Using SQL to uncover insights from your Salesforce data

Salesforce is one of the most popular customer relation management tools in the world, sporting a client list of over 100K. It’s listed on the NYSE under the symbol CRM. So if so many companies are using it, and its information is so core to a company’s business, why is its data so difficult to work with?

This was the topic of yesterday’s webinar, led by David Wallace, Sr. BI Analyst at RJMetrics, and Benn Stancil, Chief Analyst at Mode. David and Benn explained in detail the different methods for extracting Salesforce data, the quickest way to start running SQL queries on that raw data, and took us through examples of the rich insights you can uncover when you have the ability to join CRM data with other data sources.

You can read the recap below, or use the links at the bottom of the page to download the presentation deck, or watch the full video.

The 3 analysis options for Salesforce data

In working with Salesforce data, there are three primary methods for analysis: Salesforce reports, data export, and sending the data to a central warehouse.

1. Limitations of Salesforce Reports

The most popular of these methods is using the out-of-the-box analytics functionality of reports, done directly in Salesforce.

While the reporting functionality certainly has its uses (displaying opportunities by quarter or showing the current sales pipeline are extremely simple) when a company graduates to more complex analysis, Salesforce reports cease to be a viable option.

And the reason for this is simple: the main value prop of Salesforce isn’t to help you answer complex business questions or discover trends, it’s to act as a robust CRM tool. Salesforce itself is even extremely transparent about its analytical shortcomings, providing a document that contains all of the limitations of the current reporting functionality.

And not only are reporting possibilities limited, but when data lives exclusively in Salesforce, teams that don’t have Salesforce accounts can’t access the information, meaning you lose the ability to tie this data to the rest of your company’s data sources. Without the ability to incorporate data from different sources, you fail to obtain the bigger insight you’re looking for.

2. Exporting Salesforce data

If companies can’t do the analysis they’d like within Salesforce, they often opt to export those reports as CSV files that are opened in a spreadsheet application. While this method certainly opens up the possibilities of analysis, it doesn’t scale well. At a certain size of data or a certain amount of VLOOKUPs, Excel starts to slow down and crash.


Also, data exports take time; sometimes a whole day. Dedicating an employee to constantly running reports takes them off something else more worthwhile.

3. Sending your data to a central warehouse

The third, and most efficient way to analyze Salesforce data is by sending it to a centralized data warehouse and running queries directly on that warehouse.

Sending Salesforce data to a central warehouse

This approach solves a few problems:

  1. It opens up infinite possibilities for analysis — The limitations of both Salesforce and spreadsheets don’t exist when querying a database. Your analysis is only limited to your creativity.

  2. It takes data out of silos — This allows you to begin to tie all of your data sources together to power more complex analytics.

  3. It saves employee time — That employee who was tasked with exporting Salesforce reports and analyzing data all day in spreadsheets can spend their time on more high-value data work.
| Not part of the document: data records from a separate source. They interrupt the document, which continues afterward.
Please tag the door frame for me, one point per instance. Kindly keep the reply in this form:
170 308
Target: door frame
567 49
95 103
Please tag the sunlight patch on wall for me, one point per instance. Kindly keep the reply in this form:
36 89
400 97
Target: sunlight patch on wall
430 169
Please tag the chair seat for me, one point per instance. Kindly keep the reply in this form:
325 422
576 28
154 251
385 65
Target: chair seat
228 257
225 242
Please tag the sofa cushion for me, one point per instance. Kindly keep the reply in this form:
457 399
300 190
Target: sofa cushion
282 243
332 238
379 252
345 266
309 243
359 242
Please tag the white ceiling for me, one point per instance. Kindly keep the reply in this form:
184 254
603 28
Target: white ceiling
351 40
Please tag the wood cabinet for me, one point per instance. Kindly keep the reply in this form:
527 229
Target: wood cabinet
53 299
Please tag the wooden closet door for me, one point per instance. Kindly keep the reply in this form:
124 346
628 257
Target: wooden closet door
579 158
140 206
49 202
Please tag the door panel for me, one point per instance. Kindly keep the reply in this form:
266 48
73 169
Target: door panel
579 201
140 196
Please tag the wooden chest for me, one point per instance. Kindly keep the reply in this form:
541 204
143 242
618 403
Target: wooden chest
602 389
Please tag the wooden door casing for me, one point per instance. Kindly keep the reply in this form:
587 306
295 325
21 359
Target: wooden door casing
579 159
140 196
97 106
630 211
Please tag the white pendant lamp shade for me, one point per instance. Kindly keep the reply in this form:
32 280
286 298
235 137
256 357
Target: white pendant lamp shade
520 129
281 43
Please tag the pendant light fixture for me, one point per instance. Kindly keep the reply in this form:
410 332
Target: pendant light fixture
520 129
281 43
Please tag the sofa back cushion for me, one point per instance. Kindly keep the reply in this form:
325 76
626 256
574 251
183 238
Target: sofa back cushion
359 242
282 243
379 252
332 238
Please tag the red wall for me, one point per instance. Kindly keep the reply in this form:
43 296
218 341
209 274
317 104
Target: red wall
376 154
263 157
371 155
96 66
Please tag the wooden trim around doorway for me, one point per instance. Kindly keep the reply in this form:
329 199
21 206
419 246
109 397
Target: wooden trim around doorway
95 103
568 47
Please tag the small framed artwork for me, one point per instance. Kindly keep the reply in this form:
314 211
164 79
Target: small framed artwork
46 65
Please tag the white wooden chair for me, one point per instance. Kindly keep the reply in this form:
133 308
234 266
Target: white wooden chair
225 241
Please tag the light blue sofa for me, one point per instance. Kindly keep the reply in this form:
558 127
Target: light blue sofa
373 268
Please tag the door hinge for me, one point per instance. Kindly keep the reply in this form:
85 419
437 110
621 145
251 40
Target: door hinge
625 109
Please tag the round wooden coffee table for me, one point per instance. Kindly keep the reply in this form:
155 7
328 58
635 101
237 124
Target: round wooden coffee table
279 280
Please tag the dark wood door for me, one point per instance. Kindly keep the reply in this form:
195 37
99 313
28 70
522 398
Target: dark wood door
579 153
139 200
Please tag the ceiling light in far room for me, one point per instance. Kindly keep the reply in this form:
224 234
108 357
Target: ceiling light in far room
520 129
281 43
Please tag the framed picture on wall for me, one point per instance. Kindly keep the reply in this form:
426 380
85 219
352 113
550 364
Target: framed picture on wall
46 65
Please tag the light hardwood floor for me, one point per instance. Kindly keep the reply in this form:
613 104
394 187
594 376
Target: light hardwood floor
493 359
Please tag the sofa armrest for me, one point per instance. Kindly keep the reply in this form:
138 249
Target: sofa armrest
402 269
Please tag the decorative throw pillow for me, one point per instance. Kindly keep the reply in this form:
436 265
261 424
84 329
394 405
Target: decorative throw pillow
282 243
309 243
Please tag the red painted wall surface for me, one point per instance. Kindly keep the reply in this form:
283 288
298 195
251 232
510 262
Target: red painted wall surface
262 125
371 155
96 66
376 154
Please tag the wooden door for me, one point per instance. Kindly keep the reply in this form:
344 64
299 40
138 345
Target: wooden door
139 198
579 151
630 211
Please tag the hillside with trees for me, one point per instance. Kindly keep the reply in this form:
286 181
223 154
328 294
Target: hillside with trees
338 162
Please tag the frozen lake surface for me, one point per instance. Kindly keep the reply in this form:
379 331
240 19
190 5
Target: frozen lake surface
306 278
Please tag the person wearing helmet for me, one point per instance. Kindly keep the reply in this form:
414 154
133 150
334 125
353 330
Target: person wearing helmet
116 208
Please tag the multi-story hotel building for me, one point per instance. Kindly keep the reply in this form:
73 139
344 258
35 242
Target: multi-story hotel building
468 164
There are two ways you can send your data to a data warehouse: build your own data infrastructure, or purchase a product that will do it for you. Many companies have chosen “build” over “buy,” but more often than not, they underestimate the amount of effort and resources needed to set up a big data stack, and perhaps more importantly, maintain it.

In our work building data pipelines, and talking to other people who have done this, we’ve identified seven core challenges of building data infrastructure:

  1. Connections — Every API is unique and has its own challenges to develop for.

  2. Accuracy — Minor slipups in data processing or schema evolution can easily lead to bad data.

  3. Latency — Many data sources are optimized for receiving data in chunks rather than a stream. Solving these problems means increased build time and maintenance risk.

  4. Scalability — Your pipeline needs to be able to scale to accommodate for dramatic increases in data, otherwise you’ll quickly outgrow it and will need to rebuild.

  5. Flexibility — If you’re not prepared to accommodate different data types, and quickly address changes as they happen, your pipeline will break.

  6. Monitoring — When data starts flowing from such a large number of data sources, failures are inevitable. Teams have to dedicate engineering efforts just to build monitoring tools.

  7. Maintenance — The data pipeline project doesn’t typically have a real end. All of the other factors are often only solved through an ongoing, dedicated maintenance team.

If you want to go deeper on any of these challenges, check out this blog post. If you’d like to avoid this headache and get the benefits of having your Salesforce data in a data warehouse immediately, try Stitch.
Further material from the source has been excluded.